Okay submitForm() got a sea of green - yay... triggering the tests again. If it is another sea of green I think we should proceed here.

alexpott’s picture

So 9.3.x is not failing because for some reason core/modules/toolbar/tests/src/Nightwatch/Tests/toolbarApiTest.js does not use drupalInstallModule on that branch. In fact drupalInstallModule does not exist on 9.3.x so this is all down to how #3255809: Add nightwatch tests for toolbar was committed.

This is incorrect.
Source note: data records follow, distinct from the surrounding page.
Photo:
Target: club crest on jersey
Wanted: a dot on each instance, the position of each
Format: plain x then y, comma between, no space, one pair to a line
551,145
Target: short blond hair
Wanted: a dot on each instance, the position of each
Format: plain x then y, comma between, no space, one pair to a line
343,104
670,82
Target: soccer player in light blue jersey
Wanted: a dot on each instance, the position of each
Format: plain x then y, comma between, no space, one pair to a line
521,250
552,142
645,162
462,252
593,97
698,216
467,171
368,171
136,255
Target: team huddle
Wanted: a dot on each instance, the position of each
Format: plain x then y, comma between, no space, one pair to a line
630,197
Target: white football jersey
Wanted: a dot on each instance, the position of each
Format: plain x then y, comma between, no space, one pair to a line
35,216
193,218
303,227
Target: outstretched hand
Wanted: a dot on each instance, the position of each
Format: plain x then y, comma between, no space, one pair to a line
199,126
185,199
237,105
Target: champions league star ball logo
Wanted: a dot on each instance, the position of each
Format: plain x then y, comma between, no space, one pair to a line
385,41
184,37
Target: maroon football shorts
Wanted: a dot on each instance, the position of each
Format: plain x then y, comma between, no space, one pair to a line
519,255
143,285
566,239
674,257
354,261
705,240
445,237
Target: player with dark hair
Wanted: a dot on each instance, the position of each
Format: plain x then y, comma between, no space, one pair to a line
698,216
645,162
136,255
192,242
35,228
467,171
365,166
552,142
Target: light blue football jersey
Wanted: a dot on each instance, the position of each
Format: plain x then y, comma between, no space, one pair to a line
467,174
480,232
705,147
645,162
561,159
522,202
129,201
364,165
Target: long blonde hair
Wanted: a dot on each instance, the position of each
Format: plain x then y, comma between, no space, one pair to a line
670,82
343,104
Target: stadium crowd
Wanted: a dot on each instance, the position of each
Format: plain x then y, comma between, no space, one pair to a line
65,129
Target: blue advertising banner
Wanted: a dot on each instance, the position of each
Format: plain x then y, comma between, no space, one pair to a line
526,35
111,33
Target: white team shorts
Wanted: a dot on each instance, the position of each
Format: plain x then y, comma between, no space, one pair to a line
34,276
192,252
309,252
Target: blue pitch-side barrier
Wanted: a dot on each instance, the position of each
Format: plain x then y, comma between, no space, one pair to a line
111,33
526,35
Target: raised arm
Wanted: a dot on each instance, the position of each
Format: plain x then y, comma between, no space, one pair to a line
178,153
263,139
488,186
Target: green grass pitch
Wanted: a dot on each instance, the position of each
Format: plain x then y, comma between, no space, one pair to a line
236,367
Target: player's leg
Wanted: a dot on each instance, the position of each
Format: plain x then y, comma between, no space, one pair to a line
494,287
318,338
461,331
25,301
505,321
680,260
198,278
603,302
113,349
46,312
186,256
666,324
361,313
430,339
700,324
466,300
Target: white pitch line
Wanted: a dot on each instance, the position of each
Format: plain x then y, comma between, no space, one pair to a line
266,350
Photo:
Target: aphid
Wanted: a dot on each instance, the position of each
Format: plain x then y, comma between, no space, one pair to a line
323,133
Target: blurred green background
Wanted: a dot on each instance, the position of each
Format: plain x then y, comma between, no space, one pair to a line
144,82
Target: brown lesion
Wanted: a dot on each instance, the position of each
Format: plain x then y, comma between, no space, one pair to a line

Still can't explain 9.3.x vs 9.4.x

alexpott’s picture

So one difference between 9.4.x and 9.3.x is that #3272727: Nightwatch's drupalModuleInstall() doesn't handle test modules or modules w underscores in machine name - but that was 7 weeks ago and I don't think this has been happening for 7 weeks.

alexpott’s picture

Anyways #36 is a sea of green after 2 goes so the problem is fixed - yay!

+++ b/core/tests/Drupal/Nightwatch/Commands/drupalInstallModule.js
@@ -13,12 +13,35 @@ exports.command = function drupalInstallModule(module, callback) {
+      .click(`form.system-modules [name="modules[${module}][enable]"]`)
+      .submitForm('form.system-modules')
+      // Ensure module enabling has a chance to start before asserting that it
+      // is finished.
+      // .pause(50)
+      // Wait for the checkbox for the module to be disabled as a sign that the
+      // module has been enabled.
+      .waitForElementPresent(
+        `form.system-modules [name="modules[${module}][enable]"]:disabled`,

So the fix seems to be changing to submitForm() and making the wait something actually specific that has changed due to enabling a module.

Here's a patch the has just the necessary stuff to fix this.

Wim Leers’s picture

Status: Needs review » Reviewed & tested by the community

I'm in awe of this epic showcase of "oh but if you really know what you're doing, it is possible to debug Nightwatch tests on DrupalCI" that we got served here. 🤯

Next time I need to do something like this I'm gonna google "nightwatch drupal module install alexpott" 😁

I kind of want to uncredit everyone except @alexpott on this one because he's basically come in and saved the day release.

nod_’s picture

Rtbc+1

  • catch committed d69212e on 10.0.x
    Issue #3281863 by alexpott, Wim Leers, nod_, hestenet, xjm, huzooka,...
  • catch committed 9b82c5c on 9.4.x
    Issue #3281863 by alexpott, Wim Leers, nod_, hestenet, xjm, huzooka,...
  • catch committed cc55493 on 9.5.x
    Issue #3281863 by alexpott, Wim Leers, nod_, hestenet, xjm, huzooka,...
catch’s picture

Status: Reviewed & tested by the community » Fixed

Committed/pushed to 10.0.x, cherry-picked to 9.5.x and 9.4.x, thanks!

Status: Fixed » Closed (fixed)

Automatically closed - issue fixed for 2 weeks with no activity.